STOCK. See Estoppel.

SURETY.

Verbal Notice to proceed against Principal-Extension of Time-A surety cannot base a claim to be released from his obligation on a verbal

notice to the creditor to proceed against the principal debtor. To be available the notice must be in writing: Petty v. Douglass, 76 Mo.

Part payment of a note after maturity is no valid consideration for an extension of time: Id.

TRADEMARK.

Bill to restrain use of Trademark dismissed when Trademark misrepresented the Person by whom, and place where, the Article was Manufac tured.-The Manhattan Medicine Company filed a bill to restrain defendants from using the trademark "Attwood's Genuine Physical Jaundice Bitters, Georgetown, Mass.," claiming to be the exclusive owner of the formula and recipe for making the medicine, and of the right of using the said name or designation. It was admitted that whatever value the medicine possessed was given to it by its original manufacturer, Moses Attwood, who manufactured it at Georgetown, Mass., and that it is now manufactured by the plaintiffs in New York city. Held, that the statement that the article was manufactured in a particular place, by a person whose manufacture there had acquired a great reputation, when, in fact, it was manufactured by a different person at a different place, is a fraud upon the public which no court of equity will countenance, and that the bill must be dismissed: Medicine Co. v. Wood, S. C.-U. S., Oct. Term 1882.

The object of a trademark being to indicate, by its meaning or association, the origin or ownership of the articles, it would seem that when a right to its use is transferred to others, either by act of the original manufacturer or by operation of law, the fact of transfer should be stated in connection with its use; otherwise a deception would be practised upon the public and the very fraud accomplished, to prevent which courts of equity interfere to protect the exclusive right of the original manufacturer: Id.

TRIAL.

Practice—Admitting Evidence out of Order.-A sound exercise of the discretion vested in the trial courts of determining whether or not evidence should be received out of time, requires that when it appears that failure to offer material evidence in proper time was the result of inadvertence and that it was not kept back by a trick or for any unfair purpose and that the other party will not be deceived or injuriously affected by it, it should be let in even after a demurrer to the evidence has been sustained. For refusal of the trial court so to do, the appellate court will reverse: Tierney v. Spiva, 76 Mo.

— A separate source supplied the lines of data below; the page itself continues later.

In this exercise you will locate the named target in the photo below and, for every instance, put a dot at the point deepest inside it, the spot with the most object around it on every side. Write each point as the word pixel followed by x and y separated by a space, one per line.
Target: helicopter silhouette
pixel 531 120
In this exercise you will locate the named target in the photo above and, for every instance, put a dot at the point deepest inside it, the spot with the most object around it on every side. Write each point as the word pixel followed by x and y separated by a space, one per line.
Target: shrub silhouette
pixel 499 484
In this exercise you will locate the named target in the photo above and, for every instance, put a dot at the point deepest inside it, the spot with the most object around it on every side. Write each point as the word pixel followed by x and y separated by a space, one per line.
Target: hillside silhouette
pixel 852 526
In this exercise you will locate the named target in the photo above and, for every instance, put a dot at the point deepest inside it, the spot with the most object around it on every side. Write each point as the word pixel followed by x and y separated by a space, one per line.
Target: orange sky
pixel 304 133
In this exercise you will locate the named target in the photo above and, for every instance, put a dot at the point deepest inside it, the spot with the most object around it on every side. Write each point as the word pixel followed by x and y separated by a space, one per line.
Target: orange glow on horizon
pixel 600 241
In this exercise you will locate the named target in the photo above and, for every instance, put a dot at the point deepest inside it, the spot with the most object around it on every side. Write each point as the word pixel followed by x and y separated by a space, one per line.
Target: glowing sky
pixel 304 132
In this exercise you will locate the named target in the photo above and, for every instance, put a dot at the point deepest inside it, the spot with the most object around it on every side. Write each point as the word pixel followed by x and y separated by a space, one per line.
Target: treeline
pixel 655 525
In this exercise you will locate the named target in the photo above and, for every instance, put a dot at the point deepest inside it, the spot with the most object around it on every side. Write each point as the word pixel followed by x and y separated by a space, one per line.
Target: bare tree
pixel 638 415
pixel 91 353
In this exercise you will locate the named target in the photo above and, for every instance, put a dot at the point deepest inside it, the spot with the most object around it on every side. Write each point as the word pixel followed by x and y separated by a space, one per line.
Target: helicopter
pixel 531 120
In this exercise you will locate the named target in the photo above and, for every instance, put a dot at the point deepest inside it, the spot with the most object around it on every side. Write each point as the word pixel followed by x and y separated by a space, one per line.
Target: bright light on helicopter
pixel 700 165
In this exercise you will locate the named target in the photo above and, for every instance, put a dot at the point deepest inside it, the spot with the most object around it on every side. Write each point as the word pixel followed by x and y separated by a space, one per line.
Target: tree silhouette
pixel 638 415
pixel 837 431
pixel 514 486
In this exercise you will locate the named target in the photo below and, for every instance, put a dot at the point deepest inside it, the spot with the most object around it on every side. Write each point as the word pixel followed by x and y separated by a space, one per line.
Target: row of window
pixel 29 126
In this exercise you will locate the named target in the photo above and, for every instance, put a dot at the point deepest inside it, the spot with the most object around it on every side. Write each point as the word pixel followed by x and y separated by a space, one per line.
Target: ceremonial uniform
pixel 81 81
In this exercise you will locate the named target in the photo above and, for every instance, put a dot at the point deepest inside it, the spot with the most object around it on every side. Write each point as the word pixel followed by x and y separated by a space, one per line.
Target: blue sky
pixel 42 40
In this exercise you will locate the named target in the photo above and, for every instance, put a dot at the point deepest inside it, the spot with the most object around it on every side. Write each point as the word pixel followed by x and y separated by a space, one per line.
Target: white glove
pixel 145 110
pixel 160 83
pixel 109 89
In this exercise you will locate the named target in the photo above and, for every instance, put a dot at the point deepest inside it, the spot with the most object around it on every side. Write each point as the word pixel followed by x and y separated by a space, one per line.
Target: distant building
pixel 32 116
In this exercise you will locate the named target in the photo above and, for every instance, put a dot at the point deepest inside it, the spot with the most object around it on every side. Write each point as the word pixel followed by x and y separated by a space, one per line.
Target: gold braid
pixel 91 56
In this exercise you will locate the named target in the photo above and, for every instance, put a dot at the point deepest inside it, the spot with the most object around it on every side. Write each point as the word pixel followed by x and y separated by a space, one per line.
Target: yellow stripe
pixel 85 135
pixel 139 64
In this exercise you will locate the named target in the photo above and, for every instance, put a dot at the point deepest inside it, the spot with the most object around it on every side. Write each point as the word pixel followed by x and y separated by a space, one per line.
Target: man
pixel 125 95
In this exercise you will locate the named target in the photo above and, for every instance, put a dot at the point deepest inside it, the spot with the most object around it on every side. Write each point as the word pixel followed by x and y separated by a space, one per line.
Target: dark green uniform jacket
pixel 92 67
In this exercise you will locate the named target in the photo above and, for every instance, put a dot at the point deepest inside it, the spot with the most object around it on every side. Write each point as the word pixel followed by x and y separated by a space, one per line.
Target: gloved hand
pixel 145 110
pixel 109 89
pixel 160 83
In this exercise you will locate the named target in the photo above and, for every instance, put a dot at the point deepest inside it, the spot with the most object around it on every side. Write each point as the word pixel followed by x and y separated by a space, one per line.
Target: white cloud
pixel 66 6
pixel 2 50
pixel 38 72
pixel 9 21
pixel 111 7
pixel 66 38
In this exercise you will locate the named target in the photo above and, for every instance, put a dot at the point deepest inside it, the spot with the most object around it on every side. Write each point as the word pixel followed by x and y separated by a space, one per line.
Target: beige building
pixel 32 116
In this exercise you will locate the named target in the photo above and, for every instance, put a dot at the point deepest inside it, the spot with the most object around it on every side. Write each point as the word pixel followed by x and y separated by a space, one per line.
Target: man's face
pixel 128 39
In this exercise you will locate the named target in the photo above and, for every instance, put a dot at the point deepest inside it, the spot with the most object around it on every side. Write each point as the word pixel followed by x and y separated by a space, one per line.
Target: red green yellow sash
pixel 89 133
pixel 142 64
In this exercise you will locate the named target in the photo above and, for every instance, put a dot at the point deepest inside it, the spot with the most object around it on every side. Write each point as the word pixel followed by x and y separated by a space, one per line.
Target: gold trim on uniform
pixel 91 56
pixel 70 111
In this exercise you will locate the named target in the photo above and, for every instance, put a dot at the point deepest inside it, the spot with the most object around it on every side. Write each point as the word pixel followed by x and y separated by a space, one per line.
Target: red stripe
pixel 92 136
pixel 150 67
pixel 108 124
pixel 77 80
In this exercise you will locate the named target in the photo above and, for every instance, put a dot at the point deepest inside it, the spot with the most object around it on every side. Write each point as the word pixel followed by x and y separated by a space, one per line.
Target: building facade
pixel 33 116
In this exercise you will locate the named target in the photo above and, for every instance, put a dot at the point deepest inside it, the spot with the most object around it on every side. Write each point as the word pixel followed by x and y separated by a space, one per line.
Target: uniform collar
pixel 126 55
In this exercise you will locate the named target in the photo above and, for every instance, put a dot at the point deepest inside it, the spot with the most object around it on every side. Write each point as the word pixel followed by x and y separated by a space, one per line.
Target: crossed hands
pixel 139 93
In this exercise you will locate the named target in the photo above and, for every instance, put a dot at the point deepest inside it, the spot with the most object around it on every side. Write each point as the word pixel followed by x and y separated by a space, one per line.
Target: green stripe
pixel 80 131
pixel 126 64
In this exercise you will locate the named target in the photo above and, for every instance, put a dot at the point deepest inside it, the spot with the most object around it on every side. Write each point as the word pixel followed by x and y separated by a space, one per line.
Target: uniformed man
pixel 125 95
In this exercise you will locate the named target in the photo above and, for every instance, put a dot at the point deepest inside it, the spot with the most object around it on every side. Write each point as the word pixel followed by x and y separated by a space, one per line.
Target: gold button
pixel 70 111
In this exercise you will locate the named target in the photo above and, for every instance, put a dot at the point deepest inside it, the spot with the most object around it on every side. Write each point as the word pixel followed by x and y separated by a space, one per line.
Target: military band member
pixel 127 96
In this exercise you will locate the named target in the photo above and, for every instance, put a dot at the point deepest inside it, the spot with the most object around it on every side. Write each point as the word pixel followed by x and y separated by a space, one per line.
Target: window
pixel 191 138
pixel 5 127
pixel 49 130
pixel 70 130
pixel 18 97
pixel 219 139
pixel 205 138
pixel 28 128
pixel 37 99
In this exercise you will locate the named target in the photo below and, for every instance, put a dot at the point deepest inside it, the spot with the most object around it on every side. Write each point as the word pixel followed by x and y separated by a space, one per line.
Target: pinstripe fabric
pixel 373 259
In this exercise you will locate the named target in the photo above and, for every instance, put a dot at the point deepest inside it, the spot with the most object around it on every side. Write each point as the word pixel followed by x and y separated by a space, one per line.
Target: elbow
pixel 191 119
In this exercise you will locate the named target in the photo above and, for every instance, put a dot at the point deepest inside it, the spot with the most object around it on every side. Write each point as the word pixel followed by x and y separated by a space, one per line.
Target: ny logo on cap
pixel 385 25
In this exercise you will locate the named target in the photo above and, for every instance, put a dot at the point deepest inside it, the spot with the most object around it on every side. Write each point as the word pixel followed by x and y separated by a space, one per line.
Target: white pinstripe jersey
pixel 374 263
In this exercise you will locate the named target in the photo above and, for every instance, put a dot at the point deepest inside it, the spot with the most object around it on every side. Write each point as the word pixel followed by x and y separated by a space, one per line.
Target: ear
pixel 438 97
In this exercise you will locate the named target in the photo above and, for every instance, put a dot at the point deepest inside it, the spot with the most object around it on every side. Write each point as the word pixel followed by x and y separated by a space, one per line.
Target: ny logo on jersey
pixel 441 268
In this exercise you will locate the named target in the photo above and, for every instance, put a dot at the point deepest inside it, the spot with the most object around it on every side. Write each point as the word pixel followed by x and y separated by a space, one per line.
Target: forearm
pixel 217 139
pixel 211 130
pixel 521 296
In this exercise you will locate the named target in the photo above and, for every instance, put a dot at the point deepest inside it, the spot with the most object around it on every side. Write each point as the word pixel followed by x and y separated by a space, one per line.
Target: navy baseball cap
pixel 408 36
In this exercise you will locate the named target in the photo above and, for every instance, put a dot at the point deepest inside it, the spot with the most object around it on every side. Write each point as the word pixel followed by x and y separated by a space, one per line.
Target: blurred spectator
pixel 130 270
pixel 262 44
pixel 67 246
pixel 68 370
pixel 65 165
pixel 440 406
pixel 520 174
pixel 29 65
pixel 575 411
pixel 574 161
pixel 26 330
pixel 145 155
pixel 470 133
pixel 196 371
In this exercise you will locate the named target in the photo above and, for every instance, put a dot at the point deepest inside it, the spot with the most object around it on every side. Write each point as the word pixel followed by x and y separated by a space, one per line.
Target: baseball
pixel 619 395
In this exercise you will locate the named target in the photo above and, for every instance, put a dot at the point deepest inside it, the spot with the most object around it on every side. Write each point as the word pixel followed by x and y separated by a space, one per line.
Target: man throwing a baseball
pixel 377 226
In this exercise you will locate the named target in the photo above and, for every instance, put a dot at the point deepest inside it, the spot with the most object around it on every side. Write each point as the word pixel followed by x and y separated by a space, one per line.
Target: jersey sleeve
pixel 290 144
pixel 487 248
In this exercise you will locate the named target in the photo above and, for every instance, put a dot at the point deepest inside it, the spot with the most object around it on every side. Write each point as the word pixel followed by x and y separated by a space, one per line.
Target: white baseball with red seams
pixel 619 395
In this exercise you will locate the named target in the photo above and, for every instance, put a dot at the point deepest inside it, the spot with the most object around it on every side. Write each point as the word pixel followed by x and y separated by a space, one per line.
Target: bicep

UNITED STATES COURTS. See Municipal Corporation.

Indorsee of Note secured by Mortgage-Act of Congress March 3d 1875. c. 137.-When a promissory note, negotiable by the law merchant, is made by a citizen of one state to a citizen of the same state, and secured ny a mortgage from the maker to the payee, an indorsee of the note can, since the act of March 3d 1875, c. 137 (1 Sup. Rev. Stat. 173), sue in the courts of the United States to foreclose the mortgage, and obtain a sale of the mortgaged property: Tredway v. Sanger, S. C. U. S., Oct. Term 1882.